The trouble is, in the 30 OECD countries three quarters of total support still come through the most market-distorting policies, such as price support and payments per unit of production. And as OECD research has shown, such support does a poor job in achieving the objectives pursued by agricultural policy makers, like environmental protection and food safety. These policies are of primary importance in trade negotiations and are prime candidates for domestic reform. Some progress has been made in reducing market-distorting and inefficient support, both in the EU and elsewhere, but it is far too slow.
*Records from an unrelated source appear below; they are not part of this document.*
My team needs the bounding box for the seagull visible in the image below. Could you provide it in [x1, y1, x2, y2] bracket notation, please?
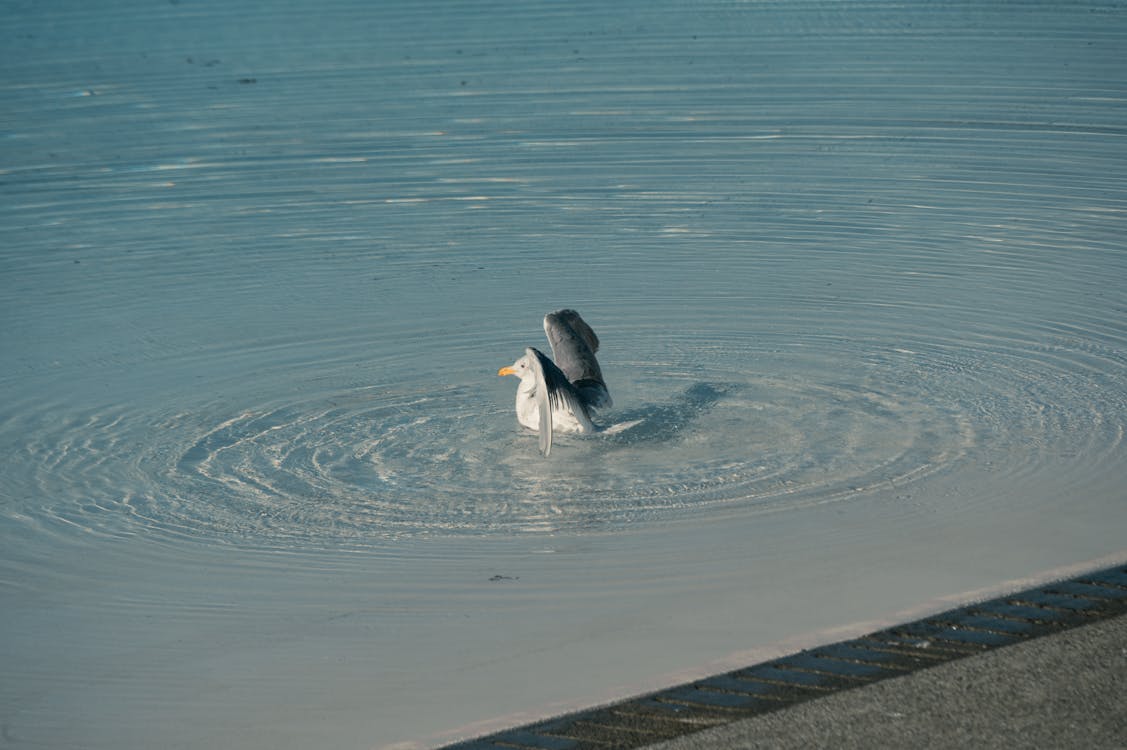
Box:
[497, 310, 611, 456]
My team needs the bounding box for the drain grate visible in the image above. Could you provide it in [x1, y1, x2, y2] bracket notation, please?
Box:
[445, 566, 1127, 750]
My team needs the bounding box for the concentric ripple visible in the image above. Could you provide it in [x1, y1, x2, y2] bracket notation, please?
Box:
[9, 315, 1127, 548]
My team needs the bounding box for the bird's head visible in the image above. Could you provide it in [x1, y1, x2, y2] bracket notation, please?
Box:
[497, 352, 534, 380]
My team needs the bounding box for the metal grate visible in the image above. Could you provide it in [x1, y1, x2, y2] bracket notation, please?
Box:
[445, 566, 1127, 750]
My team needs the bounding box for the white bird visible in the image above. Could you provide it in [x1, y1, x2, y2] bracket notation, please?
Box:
[497, 310, 611, 456]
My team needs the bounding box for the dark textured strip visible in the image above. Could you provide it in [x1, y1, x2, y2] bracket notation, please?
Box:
[446, 566, 1127, 750]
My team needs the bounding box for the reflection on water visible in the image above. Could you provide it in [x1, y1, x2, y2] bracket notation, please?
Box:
[0, 0, 1127, 748]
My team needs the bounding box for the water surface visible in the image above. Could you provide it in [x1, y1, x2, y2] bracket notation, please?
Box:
[0, 0, 1127, 748]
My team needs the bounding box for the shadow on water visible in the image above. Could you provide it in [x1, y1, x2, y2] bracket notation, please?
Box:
[602, 382, 734, 445]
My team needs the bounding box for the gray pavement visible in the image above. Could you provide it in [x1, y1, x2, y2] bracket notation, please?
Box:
[646, 616, 1127, 750]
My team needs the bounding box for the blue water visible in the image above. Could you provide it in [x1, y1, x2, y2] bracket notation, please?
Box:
[0, 0, 1127, 748]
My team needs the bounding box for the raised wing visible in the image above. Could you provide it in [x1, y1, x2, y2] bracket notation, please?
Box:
[544, 310, 611, 407]
[524, 346, 587, 456]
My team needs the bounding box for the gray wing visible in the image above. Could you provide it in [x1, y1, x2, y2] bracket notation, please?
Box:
[524, 346, 587, 456]
[544, 310, 611, 407]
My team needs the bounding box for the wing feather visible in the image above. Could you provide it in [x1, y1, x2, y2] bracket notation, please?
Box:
[544, 310, 611, 407]
[525, 346, 591, 456]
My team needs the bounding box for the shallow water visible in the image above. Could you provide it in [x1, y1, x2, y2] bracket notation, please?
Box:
[0, 0, 1127, 748]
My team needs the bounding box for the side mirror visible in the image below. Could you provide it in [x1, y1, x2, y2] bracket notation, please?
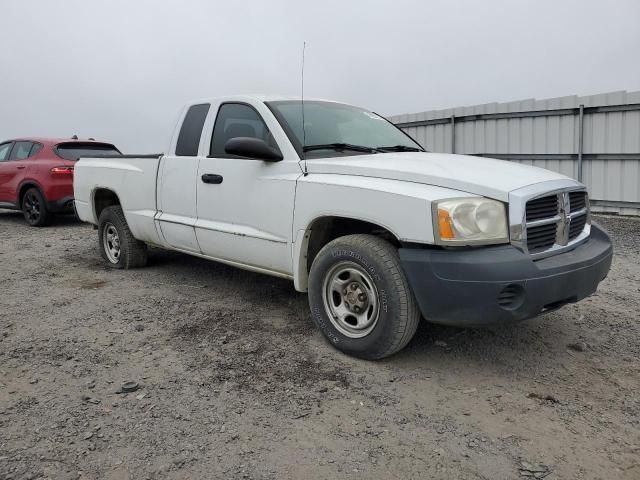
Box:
[224, 137, 282, 162]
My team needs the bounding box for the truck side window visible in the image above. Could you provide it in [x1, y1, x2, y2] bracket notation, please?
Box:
[176, 103, 210, 157]
[210, 103, 278, 157]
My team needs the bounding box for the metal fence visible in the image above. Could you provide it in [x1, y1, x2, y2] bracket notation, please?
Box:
[390, 91, 640, 215]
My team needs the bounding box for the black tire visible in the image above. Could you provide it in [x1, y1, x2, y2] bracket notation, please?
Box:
[21, 187, 51, 227]
[309, 234, 420, 360]
[98, 206, 147, 269]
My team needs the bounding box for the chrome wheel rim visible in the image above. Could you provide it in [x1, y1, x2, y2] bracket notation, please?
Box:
[102, 222, 120, 263]
[22, 193, 40, 223]
[322, 261, 380, 338]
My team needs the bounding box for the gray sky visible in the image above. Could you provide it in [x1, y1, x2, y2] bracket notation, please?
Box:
[0, 0, 640, 153]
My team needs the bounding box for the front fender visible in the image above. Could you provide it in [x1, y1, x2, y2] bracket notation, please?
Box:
[293, 174, 475, 291]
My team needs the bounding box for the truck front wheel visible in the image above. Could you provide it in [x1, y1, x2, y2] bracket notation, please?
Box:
[98, 206, 147, 269]
[309, 234, 420, 360]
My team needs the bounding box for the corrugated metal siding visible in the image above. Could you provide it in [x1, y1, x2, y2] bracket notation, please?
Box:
[390, 91, 640, 215]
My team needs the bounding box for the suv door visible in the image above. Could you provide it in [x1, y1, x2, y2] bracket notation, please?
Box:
[156, 103, 210, 253]
[196, 102, 301, 277]
[0, 140, 37, 205]
[0, 142, 14, 206]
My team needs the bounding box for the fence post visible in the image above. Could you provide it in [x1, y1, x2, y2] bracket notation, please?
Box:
[578, 105, 584, 182]
[451, 115, 456, 153]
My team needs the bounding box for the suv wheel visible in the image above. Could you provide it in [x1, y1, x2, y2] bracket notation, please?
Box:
[309, 235, 420, 360]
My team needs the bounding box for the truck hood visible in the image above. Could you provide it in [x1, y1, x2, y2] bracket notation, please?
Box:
[307, 152, 568, 202]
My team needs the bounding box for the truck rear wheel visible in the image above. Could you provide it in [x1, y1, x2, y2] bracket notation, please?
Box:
[309, 234, 420, 360]
[22, 187, 51, 227]
[98, 206, 147, 269]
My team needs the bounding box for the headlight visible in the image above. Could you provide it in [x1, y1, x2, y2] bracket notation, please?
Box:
[433, 197, 509, 245]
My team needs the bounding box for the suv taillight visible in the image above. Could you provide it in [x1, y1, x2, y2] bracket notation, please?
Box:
[51, 167, 73, 176]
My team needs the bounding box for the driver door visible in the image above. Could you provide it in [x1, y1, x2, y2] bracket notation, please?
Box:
[195, 102, 300, 277]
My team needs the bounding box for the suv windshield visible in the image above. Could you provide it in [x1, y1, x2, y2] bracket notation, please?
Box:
[55, 142, 120, 160]
[267, 100, 423, 158]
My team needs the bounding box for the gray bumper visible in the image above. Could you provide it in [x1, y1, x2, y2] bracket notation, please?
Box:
[399, 225, 613, 326]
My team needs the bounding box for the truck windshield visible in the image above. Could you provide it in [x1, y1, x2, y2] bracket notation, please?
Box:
[267, 100, 423, 158]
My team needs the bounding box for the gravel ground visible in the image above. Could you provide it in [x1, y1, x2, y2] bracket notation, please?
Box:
[0, 211, 640, 479]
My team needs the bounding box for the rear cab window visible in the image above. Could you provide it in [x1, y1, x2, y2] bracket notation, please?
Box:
[54, 142, 121, 161]
[176, 103, 210, 157]
[210, 103, 279, 158]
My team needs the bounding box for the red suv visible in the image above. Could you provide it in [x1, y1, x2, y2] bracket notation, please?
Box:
[0, 137, 120, 227]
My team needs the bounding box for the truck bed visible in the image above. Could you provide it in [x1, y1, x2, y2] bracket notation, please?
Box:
[73, 154, 162, 244]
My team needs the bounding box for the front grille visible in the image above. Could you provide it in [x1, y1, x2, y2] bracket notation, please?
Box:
[527, 195, 558, 222]
[527, 223, 558, 253]
[569, 213, 587, 240]
[569, 192, 587, 213]
[523, 191, 589, 255]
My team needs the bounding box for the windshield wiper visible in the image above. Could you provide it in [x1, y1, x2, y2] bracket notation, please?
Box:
[303, 143, 378, 153]
[376, 145, 424, 152]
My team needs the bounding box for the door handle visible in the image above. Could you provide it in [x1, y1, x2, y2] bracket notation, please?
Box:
[201, 173, 222, 185]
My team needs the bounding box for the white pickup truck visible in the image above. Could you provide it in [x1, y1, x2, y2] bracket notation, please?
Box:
[74, 96, 612, 359]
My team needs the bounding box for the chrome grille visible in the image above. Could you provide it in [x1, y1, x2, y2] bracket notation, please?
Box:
[569, 192, 587, 213]
[522, 190, 589, 256]
[527, 223, 558, 253]
[527, 195, 558, 222]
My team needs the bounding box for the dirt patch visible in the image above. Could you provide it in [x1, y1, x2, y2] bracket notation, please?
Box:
[0, 212, 640, 479]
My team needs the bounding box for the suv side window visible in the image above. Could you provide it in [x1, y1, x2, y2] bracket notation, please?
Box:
[0, 142, 13, 162]
[210, 103, 278, 157]
[176, 103, 210, 157]
[9, 142, 33, 160]
[29, 143, 42, 157]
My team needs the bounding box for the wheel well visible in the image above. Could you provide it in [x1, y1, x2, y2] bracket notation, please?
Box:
[93, 188, 120, 220]
[307, 217, 400, 273]
[17, 183, 44, 208]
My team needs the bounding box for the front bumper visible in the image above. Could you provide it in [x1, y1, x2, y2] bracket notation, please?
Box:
[399, 225, 613, 326]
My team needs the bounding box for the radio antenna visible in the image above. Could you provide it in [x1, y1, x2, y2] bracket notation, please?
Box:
[300, 41, 309, 177]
If the world’s richest countries want to advance international trade negotiations, they are going to have to bite the bullet and tackle the thorny issue of farm support at home.

The debate is important, and while sound bites of one sort or another help to focus public attention on it, they don’t always hit the mark. It is simply not correct to suggest that the only "real support” is that provided by taxpayers through payments directly to farmers. In fact, support provided by consumers through artificially high prices for farm produce is just as trade distorting. This type of support requires urgent attention in WTO talks. It is time to weed out those policies that are ineffective and costly, and focus more on policies that really help governments achieve legitimate domestic goals.


OECD (2002), Agricultural Policies in OECD Countries: A Positive Reform Agenda. Paris.